Is Gross Margin Percentage a Reliable Indicator of Firm Profitability?

Not always.

You can’t blame a CPA for measuring profitability with gross margin percentage.  It’s the most basic term we learn in Cost Accounting 101.  But paradoxically, it’s not always a reliable measure in CPA firms to measure profitability.

For the reasons stated below, we don’t like using gross margin analysis at CPA firms.  Instead, we advise firms to look at a group of key metrics including realization by partner on his/her client base, realization by staff person and by engagement and overall billable hours of each staff person – all compared to national norms as well as internal budgets.

First, some definitions:

  • Gross margin percentage:  The profit after direct expenses, divided by gross fees.
  • Gross fees are billable time before WIP write-downs.
  • Direct expenses include WIP write-downs plus the labor cost of client service personnel working on client engagements.
  • The cost of a client service person is his/her annual compensation divided by the annual number of billable hours that person works.  Billable hours are reduced by time written off.

Each of the following factors can distort the firm’s gross margins:

Gross margin calculations usually do not include the cost of partner labor.  Therefore, partners who are “working partners” (those who perform high amounts of staff-level work themselves instead of delegating it to staff) will report artificially higher gross margins than partners who push down work to staff, simply because the working partners’ costs don’t include the cost of their own labor.  Though partners perform roughly 14% of the total billable hours under their control (per the latest Rosenberg MAP Survey) this figure varies widely by partner.  We have seen many partners (usually at firms under $10M) perform as much as 30-50% of the work they manage.

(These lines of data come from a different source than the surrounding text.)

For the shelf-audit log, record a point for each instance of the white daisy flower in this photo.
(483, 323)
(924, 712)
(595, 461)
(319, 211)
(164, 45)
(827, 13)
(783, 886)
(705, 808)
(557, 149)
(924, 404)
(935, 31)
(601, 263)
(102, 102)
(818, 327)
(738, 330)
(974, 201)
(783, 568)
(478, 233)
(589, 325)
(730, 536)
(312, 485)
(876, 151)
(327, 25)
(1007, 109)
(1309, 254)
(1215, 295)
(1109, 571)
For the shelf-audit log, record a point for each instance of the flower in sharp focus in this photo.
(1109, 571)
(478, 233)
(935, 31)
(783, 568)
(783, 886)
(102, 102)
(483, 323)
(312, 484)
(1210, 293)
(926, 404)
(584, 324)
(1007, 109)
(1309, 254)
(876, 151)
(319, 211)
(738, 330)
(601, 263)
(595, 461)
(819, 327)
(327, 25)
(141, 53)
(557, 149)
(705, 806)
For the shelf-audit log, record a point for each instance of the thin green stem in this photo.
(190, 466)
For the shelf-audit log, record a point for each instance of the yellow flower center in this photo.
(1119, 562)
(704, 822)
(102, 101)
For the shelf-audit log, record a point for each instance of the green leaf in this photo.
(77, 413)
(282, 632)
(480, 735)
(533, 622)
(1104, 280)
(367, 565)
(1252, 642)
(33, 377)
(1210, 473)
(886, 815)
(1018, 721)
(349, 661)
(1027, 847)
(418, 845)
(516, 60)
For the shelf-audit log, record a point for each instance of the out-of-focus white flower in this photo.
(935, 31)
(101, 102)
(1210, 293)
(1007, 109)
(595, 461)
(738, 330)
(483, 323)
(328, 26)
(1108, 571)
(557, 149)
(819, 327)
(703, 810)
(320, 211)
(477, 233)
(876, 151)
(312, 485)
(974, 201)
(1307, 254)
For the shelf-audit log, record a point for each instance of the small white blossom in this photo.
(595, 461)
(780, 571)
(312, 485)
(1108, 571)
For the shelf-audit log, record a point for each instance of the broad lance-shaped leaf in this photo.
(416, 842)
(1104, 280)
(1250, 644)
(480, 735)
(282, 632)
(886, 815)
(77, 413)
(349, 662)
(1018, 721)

Gross margins exclude partner labor because it is very difficult to calculate the true cost of an hour of partner labor.  The main complexity is that the true cost of an hour of partner labor has two components that are nearly impossible to separate: a partner’s true labor cost and his/her share of the firm’s profits.  Theoretically, firms can impute the cost per hour of a partner, but this is a tricky calculation; we rarely see gross margin reports that include cost factors for partner billable hours.

Firms frequently are unable to assign the correct level staff person to engagements due to the industry’s widespread shortage of labor.  Rare is the firm that has the desired or healthy mix of managers, seniors and lower-level staff.  As a result, it is quite common for firm personnel, including partners, to perform beneath their competence level because the firm has no one for them to delegate the work to.  When higher level personnel do the work of lower level staff, the cost of labor increases, thus reducing the gross margin percentage.

Staff at firms have widely varying levels of productivity.  A firm’s best staff are in high demand by managers and partners, so these stars’ cost per hour is brought down as a result of the high number of billable hours they achieve in a year as well as the lower amount of their time that is written off.

Newer partners have difficulty getting the “good staff” on their jobs because they are committed to the senior partners.  Conversely, senior partners tend to get the better staff assigned to their engagements. Both scenarios skew the gross margin percentage.

Marginal staff sometimes struggle to find work.  Managers and partners often avoid under-performing staff because they are a drain on overall efficiency and profitability.  The billable hours of these people are low because it’s difficult to find work for them.  They are branded “marginal” because (1) a higher percentage of their work has to be written off compared to other staff and (2) they work slower than the better staff.  The low productivity and high write-offs raises their cost per hour, bringing down the firm’s gross margin percentages.

Conclusion:  There are better ways to measure profitability than gross margin percentage.